Real Sound
- Home page of Real Sound in September 2026
- Native name: リアルサウンド
- Romanized name: Riaru Saoundo
- Website type: News website
- Available in: Japanese
- Headquarters: Dōgenzaka, Shibuya, Tokyo, Japan
- Owner: Blueprint Inc.
- Editor: Kōichi Kamiya
- Website: realsound.jp
- Advertising: yes
- Commercial: yes
- Registration: optional
- Launched: July 22, 2013; 13 years ago

= Real Sound (website) =

Japanese entertainment news website

Real Sound (リアルサウンド, Riaru Saoundo) is a Japanese entertainment news website. It was founded in 2013 by
Kōichi Kamiya and Cyzo before becoming independent in 2016.

==Overview==
The website was founded on July 22, 2013, by Cyzo with the help of Kōichi Kamiya, a former editor at the music magazine Rockin'On Japan. He created the website because news articles dominated music information websites, such as Natalie, during the early 2010s, so Real Sound focused on reviews and interviews. He reportedly wanted to "explore the possibilities of a music criticism that had not been pursued on the web," adding that they predict that "the process to update the critical spirit once embodied by music magazines for the internet age" is beginning, citing the rise of bloggers involved in music criticism.

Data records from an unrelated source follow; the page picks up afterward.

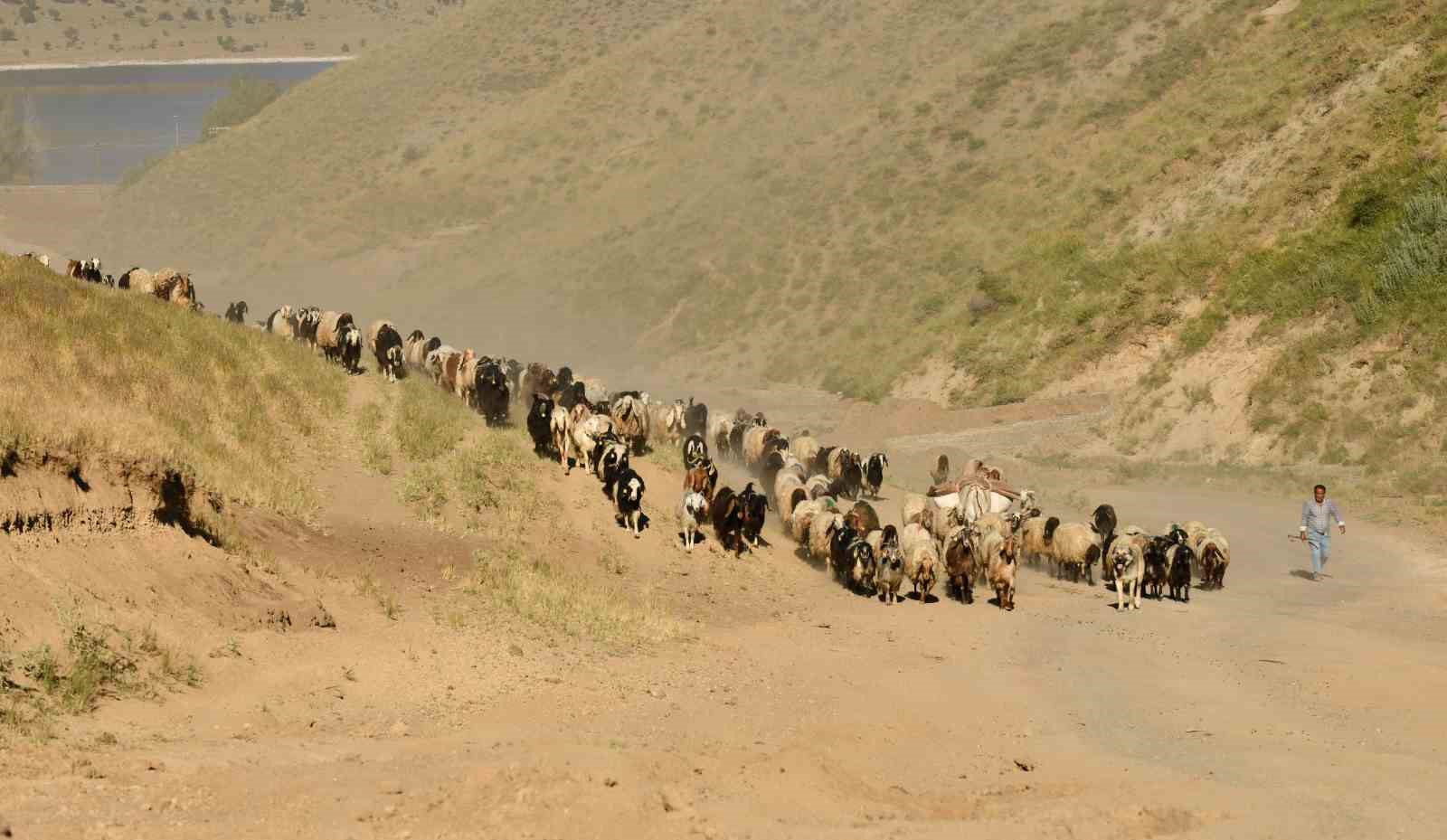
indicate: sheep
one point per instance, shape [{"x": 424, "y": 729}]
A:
[
  {"x": 735, "y": 439},
  {"x": 941, "y": 473},
  {"x": 282, "y": 323},
  {"x": 137, "y": 279},
  {"x": 1213, "y": 554},
  {"x": 586, "y": 431},
  {"x": 702, "y": 480},
  {"x": 629, "y": 501},
  {"x": 863, "y": 518},
  {"x": 540, "y": 424},
  {"x": 436, "y": 363},
  {"x": 995, "y": 523},
  {"x": 339, "y": 338},
  {"x": 174, "y": 287},
  {"x": 631, "y": 420},
  {"x": 416, "y": 349},
  {"x": 961, "y": 562},
  {"x": 593, "y": 389},
  {"x": 938, "y": 518},
  {"x": 308, "y": 320},
  {"x": 759, "y": 441},
  {"x": 692, "y": 514},
  {"x": 1035, "y": 538},
  {"x": 720, "y": 431},
  {"x": 561, "y": 424},
  {"x": 465, "y": 382},
  {"x": 839, "y": 562},
  {"x": 1103, "y": 519},
  {"x": 1074, "y": 545},
  {"x": 921, "y": 559},
  {"x": 865, "y": 565},
  {"x": 889, "y": 571},
  {"x": 329, "y": 327},
  {"x": 492, "y": 393},
  {"x": 385, "y": 344},
  {"x": 821, "y": 533},
  {"x": 728, "y": 521},
  {"x": 1157, "y": 565},
  {"x": 998, "y": 555},
  {"x": 666, "y": 421},
  {"x": 789, "y": 492},
  {"x": 875, "y": 473},
  {"x": 756, "y": 505},
  {"x": 802, "y": 516},
  {"x": 695, "y": 451},
  {"x": 610, "y": 460},
  {"x": 695, "y": 418},
  {"x": 1179, "y": 576}
]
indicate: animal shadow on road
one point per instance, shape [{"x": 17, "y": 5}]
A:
[{"x": 699, "y": 538}]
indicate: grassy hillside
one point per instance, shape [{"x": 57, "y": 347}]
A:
[
  {"x": 786, "y": 191},
  {"x": 108, "y": 378},
  {"x": 58, "y": 31}
]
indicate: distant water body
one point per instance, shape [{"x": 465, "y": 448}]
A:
[{"x": 91, "y": 123}]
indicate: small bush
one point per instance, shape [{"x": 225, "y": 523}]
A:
[
  {"x": 424, "y": 489},
  {"x": 243, "y": 100},
  {"x": 427, "y": 424},
  {"x": 1201, "y": 328}
]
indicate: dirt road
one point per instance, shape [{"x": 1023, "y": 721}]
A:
[{"x": 789, "y": 707}]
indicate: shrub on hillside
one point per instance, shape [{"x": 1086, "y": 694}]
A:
[{"x": 242, "y": 101}]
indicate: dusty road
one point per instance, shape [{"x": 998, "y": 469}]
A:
[{"x": 789, "y": 707}]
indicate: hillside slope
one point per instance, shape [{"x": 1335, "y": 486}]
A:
[
  {"x": 996, "y": 195},
  {"x": 62, "y": 32},
  {"x": 120, "y": 389}
]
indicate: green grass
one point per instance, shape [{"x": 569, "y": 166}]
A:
[
  {"x": 928, "y": 194},
  {"x": 554, "y": 598},
  {"x": 118, "y": 379},
  {"x": 96, "y": 661}
]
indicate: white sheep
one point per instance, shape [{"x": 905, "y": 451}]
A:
[
  {"x": 1075, "y": 545},
  {"x": 694, "y": 512},
  {"x": 586, "y": 434},
  {"x": 821, "y": 533},
  {"x": 921, "y": 559}
]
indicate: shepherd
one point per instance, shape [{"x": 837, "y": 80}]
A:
[{"x": 1316, "y": 528}]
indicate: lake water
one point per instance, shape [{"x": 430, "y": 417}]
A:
[{"x": 90, "y": 125}]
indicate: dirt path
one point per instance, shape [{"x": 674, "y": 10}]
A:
[{"x": 793, "y": 707}]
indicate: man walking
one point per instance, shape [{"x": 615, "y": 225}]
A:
[{"x": 1316, "y": 528}]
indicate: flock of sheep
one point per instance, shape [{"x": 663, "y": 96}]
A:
[
  {"x": 966, "y": 531},
  {"x": 166, "y": 284}
]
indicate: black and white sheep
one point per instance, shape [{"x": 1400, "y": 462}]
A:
[{"x": 629, "y": 501}]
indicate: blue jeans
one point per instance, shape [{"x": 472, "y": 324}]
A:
[{"x": 1320, "y": 550}]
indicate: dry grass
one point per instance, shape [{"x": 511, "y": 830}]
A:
[
  {"x": 77, "y": 32},
  {"x": 94, "y": 663},
  {"x": 1017, "y": 188},
  {"x": 564, "y": 600},
  {"x": 108, "y": 376}
]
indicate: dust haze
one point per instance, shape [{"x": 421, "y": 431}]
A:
[{"x": 1074, "y": 241}]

The website's articles were first aggregated on Yahoo! News Japan on October 2, 2013. By October 29, 2013, the website received 10 million views per month. However, views for the website's "review" section performed poorly, with Kamiya citing that few Japanese users actually want album reviews.

Real Sound Movie was launched in August 2015. In 2016, Real Sound became independent following the acquisition of the trademark and operating rights from Cyzo. Real Sound Tech was launched in March 2018. Real Sound Book was launched in September 2019. By January 2025, the website received 100 million page views per month, including content aggregated to Yahoo Japan and Line.

In addition to music, the website also has a dedicated page for movies (Real Sound Movie), books (Real Sound Book), and technology (Real Sound Tech). As of January 2025, Real Sound publishes 80 to 100 articles per day, including news, interviews, and columns.

Real Sound was owned by Blueprint Inc. It is headquartered in Dōgenzaka, Shibuya, Tokyo. The current editor-in-chief is Kōichi Kamiya. As of January 2025, the company has 27 employees and 150 to 200 freelance writers.